Illustrons ce processus avec les résultats d’une recherche empirique qualitative que nous avons réalisée sur les réactions des fans au décès de Michael Jackson (Fourquet-Courbet, Courbet, 2012). Nous avons montré que les RSN jouent un rôle ambivalent dans leur gestion du deuil. Si les RSN ont été psychologiquement utiles aux fans dans les premiers jours qui ont suivi le décès pour obtenir des informations et partager socialement leurs émotions, il semble toutefois qu’à plus long terme, leurs usages fréquents et prolongés ont freiné la résolution du deuil chez certains. Retourner fréquemment et pendant un long délai après le décès sur les RSN et pages de fans, comme l’ont fait de nombreux fans, conduit à régulièrement re-générer et ruminer des pensées négatives, à augmenter la fréquence et l’intensité des émotions négatives ressenties. Si communiquer et exprimer sa tristesse est nécessaire dans le premier stade du deuil, notamment pour obtenir empathie et soutien sociaux pour « faire son deuil », cette phase ne doit pas être trop longtemps entretenue. Or les RSN incitant à prolonger cette phase semblent ralentir la gestion du deuil (Courbet, Fourquet-Courbet, 2014). Certes, si les deuils sont heureusement rares dans la vie quotidienne, l’entretien des ruminations et émotions négatives peut se retrouver dans d’autres circonstances, par exemple, à la suite d’une séparation amoureuse. Des consultations fréquentes des pages de l’être aimé(e) perdu(e) sur les RSN pourraient empêcher d’accepter la fin de la relation.
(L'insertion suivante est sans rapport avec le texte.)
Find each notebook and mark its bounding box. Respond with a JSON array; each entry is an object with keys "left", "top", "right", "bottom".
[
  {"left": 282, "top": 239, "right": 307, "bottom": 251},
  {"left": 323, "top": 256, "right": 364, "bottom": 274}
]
Les auteurs présentent ici pour la première fois les résultats de leurs propres travaux de recherche, dont les résultats mettent en lumière le rôle ambivalent des RSN dans la gestion du deuil. Avec un argumentaire dialectique pro, ils expliquent que, si le rôle des RSN peut être bénéfique à court terme (rôle informationnel, de partage et de décharge des émotions négatives), il peut s'avérer nocif à long terme en cas d'utilisation fréquente, conduisant à augmenter l'intensité et la fréquence des émotions négatives ressenties, et donc à la rumination.
Dans un second temps, les auteurs avancent un argument de type épistémique inductif, par lequel ils généralisent les résultats rencontrés dans le cadre de la gestion du deuil à d'autres situations, en l'occurrence les cas de séparation amoureuse. Par ce raisonnement amplifiant, ils avancent que les RSN conduisent à alimenter ruminations et émotions négatives. Toutefois, les auteurs ne font référence à aucun travaux de recherche pour appuyer cet argument.